In 1952, Luther Blount was approached by Frank Barry and Gerald O'Driscoll to negotiate the design and construction of a 130-ft., 600-passenger vessel. Barry's business, Circle Line, was subsequently awarded the National Park Service's contract to handle tourist excursions to the Statute of Liberty. The Miss Liberty remains in operation today, and has carried more than 60 million passengers from Manhattan to the Statute of Liberty. This vessel is believed to have carried more total passengers than any other in the world. Blount Industries went on to design and construct a total of seven vessels for the Circle Line Statute of Liberty Ferry.
In 1955, Blount Industries used U.S. Coast Guard (USCG) T-boat regulations and designed "Blount 65" vessels which are just under 65-ft. long. Typically they carry some 250 passengers and can reach 10 knots on about 10 gallons of fuel per hour. This design gained immediate success and various ferry, commuter and excursion operators throughout the world still use these vessels today.
In 1962, Blount designed and built the Narragansett, the world's first small stern trawler.

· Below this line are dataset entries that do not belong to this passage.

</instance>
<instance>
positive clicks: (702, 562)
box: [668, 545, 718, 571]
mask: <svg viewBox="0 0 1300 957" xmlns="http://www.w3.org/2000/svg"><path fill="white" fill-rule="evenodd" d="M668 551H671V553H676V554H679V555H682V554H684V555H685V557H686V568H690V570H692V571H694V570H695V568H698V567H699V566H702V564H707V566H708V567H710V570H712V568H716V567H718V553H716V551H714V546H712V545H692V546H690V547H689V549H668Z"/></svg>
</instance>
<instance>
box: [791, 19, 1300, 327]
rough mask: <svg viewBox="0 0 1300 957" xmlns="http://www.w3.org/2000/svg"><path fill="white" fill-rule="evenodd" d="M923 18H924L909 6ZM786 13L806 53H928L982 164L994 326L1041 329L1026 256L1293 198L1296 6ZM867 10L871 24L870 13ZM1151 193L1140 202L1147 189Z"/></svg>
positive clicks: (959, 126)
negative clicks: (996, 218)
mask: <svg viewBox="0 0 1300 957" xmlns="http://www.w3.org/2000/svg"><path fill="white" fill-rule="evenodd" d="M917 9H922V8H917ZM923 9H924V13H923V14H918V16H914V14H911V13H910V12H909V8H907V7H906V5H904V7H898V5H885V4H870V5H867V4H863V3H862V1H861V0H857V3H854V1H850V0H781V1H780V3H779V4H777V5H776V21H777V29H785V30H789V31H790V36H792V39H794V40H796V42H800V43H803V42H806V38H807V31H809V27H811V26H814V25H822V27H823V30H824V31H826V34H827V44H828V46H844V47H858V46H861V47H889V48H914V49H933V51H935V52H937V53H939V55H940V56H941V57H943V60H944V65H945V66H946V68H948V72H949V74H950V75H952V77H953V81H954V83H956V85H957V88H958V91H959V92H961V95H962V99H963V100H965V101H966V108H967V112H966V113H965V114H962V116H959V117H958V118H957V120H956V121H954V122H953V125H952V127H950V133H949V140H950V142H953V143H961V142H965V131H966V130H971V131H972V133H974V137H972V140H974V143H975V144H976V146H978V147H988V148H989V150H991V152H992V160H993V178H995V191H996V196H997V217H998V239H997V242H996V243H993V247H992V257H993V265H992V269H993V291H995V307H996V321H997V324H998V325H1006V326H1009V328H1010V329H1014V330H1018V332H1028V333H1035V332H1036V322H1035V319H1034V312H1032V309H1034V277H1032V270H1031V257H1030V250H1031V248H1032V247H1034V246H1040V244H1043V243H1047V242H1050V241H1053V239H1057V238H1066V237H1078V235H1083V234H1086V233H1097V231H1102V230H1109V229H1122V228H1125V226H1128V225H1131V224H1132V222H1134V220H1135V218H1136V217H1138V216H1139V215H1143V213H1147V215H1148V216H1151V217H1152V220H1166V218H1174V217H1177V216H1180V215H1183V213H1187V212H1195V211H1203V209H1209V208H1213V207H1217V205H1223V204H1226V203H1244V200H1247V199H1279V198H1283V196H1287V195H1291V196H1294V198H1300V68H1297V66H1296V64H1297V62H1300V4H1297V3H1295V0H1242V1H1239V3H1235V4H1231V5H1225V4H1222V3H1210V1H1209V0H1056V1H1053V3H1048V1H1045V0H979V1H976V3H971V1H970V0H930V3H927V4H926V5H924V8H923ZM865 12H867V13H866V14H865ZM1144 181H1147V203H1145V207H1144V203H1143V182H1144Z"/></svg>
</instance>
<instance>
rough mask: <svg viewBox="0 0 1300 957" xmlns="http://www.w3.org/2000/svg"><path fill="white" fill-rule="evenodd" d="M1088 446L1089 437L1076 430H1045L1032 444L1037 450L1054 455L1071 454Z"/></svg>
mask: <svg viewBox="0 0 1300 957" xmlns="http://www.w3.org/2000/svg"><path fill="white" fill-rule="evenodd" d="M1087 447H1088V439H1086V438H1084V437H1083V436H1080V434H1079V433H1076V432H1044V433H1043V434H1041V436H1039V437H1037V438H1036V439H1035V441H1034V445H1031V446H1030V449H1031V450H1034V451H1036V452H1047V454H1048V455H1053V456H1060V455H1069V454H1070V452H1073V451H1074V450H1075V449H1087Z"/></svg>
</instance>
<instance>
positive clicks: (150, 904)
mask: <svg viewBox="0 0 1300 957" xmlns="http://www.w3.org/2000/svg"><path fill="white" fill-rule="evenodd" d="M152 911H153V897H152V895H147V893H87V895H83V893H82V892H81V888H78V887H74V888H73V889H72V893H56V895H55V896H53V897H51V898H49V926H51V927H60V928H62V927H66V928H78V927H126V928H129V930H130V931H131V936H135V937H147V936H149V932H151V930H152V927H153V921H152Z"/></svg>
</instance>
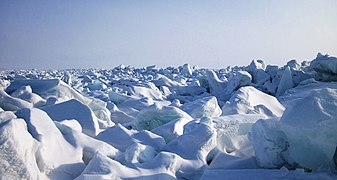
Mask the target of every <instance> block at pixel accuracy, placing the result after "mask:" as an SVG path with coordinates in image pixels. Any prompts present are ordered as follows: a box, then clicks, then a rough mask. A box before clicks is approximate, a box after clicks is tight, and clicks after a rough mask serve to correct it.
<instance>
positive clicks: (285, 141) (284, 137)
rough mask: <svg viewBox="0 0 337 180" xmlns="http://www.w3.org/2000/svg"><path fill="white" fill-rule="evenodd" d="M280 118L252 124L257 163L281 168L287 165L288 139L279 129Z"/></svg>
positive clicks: (257, 122)
mask: <svg viewBox="0 0 337 180" xmlns="http://www.w3.org/2000/svg"><path fill="white" fill-rule="evenodd" d="M278 121H279V119H268V120H259V121H257V122H256V123H255V124H254V125H253V126H252V133H251V140H252V144H253V147H254V150H255V156H256V160H257V163H258V165H259V166H260V167H264V168H280V167H282V166H284V165H286V164H287V163H288V162H287V161H289V160H290V159H289V157H288V154H287V153H288V152H287V150H288V146H289V143H288V140H287V137H286V135H285V133H284V132H283V131H281V130H280V129H279V122H278Z"/></svg>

Although Blount garnered three patents from this invention, the design was widely copied by fisherman without charge. This net/drum technology remains popular worldwide, with virtually every small trawler using this rig design.
Cruise, Ferries, Dinner Vessels
In 1964, Blount expanded the capacity of the shipyard to build the M/V Uncatena, a 150-ft, triple screw passenger/vehicle ferry for the Woods Hole/Martha's Vineyard/Nantucket route. This popular mini-cruise boat design was eventually extended to 200-ft., and later applied to Blount's American Canadian Cruise Line. Today this line consists of three larger cruise ships with varied itineraries including the Maine coast, Newfoundland and Labrador, intra-coastal waterway to Florida, eastern and western Caribbean, and the northern coast of South America.

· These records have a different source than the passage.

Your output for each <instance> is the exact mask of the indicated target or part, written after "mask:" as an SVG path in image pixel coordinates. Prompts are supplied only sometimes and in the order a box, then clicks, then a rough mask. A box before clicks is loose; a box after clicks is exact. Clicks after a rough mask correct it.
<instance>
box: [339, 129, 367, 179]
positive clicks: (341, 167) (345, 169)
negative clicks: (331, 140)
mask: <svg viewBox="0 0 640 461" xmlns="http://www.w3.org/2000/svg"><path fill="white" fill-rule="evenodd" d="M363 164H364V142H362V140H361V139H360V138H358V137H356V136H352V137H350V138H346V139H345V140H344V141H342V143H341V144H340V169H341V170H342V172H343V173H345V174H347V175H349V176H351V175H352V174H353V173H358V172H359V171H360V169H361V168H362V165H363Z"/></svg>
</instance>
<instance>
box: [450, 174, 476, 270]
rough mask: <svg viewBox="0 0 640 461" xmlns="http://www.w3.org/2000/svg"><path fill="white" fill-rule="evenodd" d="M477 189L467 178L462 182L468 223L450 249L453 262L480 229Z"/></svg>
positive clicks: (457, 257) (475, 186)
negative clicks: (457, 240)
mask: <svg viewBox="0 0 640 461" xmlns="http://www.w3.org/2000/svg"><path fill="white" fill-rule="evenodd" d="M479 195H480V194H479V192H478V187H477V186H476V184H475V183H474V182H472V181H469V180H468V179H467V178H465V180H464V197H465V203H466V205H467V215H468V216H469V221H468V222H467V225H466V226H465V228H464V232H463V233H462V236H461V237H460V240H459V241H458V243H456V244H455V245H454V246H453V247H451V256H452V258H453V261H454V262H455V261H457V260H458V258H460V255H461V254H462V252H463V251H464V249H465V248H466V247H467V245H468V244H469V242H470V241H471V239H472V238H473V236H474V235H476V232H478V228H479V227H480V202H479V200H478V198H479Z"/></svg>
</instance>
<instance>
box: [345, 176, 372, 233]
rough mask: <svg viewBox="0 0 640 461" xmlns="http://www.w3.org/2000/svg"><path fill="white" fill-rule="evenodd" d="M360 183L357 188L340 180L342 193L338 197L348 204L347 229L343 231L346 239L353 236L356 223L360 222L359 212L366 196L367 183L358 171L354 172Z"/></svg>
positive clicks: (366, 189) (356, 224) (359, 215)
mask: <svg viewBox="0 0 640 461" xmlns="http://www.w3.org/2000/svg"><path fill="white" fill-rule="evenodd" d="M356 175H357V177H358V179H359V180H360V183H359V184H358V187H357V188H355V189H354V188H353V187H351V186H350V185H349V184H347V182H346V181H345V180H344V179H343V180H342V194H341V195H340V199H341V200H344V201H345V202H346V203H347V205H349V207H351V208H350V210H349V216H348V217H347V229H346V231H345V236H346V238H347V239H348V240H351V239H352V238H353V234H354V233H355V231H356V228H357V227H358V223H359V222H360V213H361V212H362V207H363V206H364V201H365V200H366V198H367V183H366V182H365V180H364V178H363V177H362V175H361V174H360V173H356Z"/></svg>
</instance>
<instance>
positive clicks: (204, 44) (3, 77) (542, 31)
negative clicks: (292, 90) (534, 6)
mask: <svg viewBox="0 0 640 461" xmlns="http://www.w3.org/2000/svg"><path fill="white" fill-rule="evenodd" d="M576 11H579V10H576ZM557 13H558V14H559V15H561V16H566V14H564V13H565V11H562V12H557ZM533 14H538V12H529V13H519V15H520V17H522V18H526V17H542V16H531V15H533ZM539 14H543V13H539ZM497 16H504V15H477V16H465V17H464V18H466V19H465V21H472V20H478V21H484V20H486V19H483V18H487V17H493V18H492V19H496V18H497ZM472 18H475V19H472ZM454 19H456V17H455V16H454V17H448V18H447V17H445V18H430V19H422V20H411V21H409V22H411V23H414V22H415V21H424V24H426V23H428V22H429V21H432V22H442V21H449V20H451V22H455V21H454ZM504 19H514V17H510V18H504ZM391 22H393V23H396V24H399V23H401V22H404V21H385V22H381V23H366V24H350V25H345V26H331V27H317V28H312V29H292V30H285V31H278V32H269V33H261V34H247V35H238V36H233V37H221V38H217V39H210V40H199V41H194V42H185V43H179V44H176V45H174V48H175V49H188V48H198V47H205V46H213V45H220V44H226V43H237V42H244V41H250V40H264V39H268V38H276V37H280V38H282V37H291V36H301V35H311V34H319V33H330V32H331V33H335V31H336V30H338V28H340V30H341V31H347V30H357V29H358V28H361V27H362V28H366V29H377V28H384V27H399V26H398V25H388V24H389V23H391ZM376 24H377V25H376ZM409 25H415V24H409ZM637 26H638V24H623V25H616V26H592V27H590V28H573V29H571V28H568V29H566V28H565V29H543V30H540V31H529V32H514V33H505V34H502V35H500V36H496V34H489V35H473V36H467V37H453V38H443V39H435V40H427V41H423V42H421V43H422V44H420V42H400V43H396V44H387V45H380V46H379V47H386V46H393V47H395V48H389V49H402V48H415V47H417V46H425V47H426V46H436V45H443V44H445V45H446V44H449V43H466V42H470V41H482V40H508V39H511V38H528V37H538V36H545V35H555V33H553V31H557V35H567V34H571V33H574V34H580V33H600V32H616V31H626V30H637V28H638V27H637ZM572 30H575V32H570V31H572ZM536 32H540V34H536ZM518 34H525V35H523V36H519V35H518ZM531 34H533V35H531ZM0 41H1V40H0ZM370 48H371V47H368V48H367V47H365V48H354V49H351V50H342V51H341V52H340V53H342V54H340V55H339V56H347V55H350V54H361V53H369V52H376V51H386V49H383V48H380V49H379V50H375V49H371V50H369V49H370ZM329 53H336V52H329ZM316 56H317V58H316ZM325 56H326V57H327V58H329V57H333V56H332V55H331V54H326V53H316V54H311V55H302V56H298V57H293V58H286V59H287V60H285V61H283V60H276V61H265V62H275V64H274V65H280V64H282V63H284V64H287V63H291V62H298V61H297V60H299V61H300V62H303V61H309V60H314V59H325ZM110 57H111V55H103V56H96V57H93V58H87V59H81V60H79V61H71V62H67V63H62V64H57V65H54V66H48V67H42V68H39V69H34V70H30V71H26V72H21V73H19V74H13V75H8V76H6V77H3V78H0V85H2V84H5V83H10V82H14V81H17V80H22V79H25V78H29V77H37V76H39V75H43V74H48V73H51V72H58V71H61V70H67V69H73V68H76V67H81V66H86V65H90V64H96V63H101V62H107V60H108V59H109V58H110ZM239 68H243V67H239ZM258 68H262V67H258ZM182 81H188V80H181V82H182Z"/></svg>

Blount expanded its cruise ship fleet in 1998, with a new line of 183-ft., 100-passenger Grande Class small cruise ships. During the 1980s, Blount's "Spirit Class" three-deck dinner boats began cruising U.S. harbors such as Baltimore, Norfolk, Philadelphia, Boston, New York, Chicago and Los Angeles. These stylized vessels are still in use today, giving 400 to 600 lunch or dinner passengers views of harbors and Broadway-style entertainment. In March 2000, the 600-passenger M/V Horizon was completed, marking the 20th dinner boat built by Blount and the sixth Blount-constructed dinner boat to operate in New York.
Luther H. Blount currently
holds 21 U.S. patents. Technical and production staff has greatly contributed to the success of Blount's business over the years. The company has employed various naval architects including Preston Gladding, Fendall Marbury, Warren Sherburne
, Bob Henry, Al Bates, Chris Melo, Darren Preston and William Jordan. By effectively combining its resources, Blount has developed various marine construction techniques and designs. Highlights include:
· Three-dimensional lofting, a technique now widely used throughout the industry, eliminates the need for mold loft and allows the builder to follow the designer's exact requirements.
· High horsepower stern drive propulsion with whalefin skeg helps increase available payload space. With Blount's stern drive, the engine is turned around and placed well aft over the propeller shafting. The shaft is driven by toothed belts.
· 400-ton lift dock, designed and patented, accommodates hulls up to 150-feet long. This air controlled, electric-powered lift dock operates with a single lever and is powered by just one 50-horsepower motor.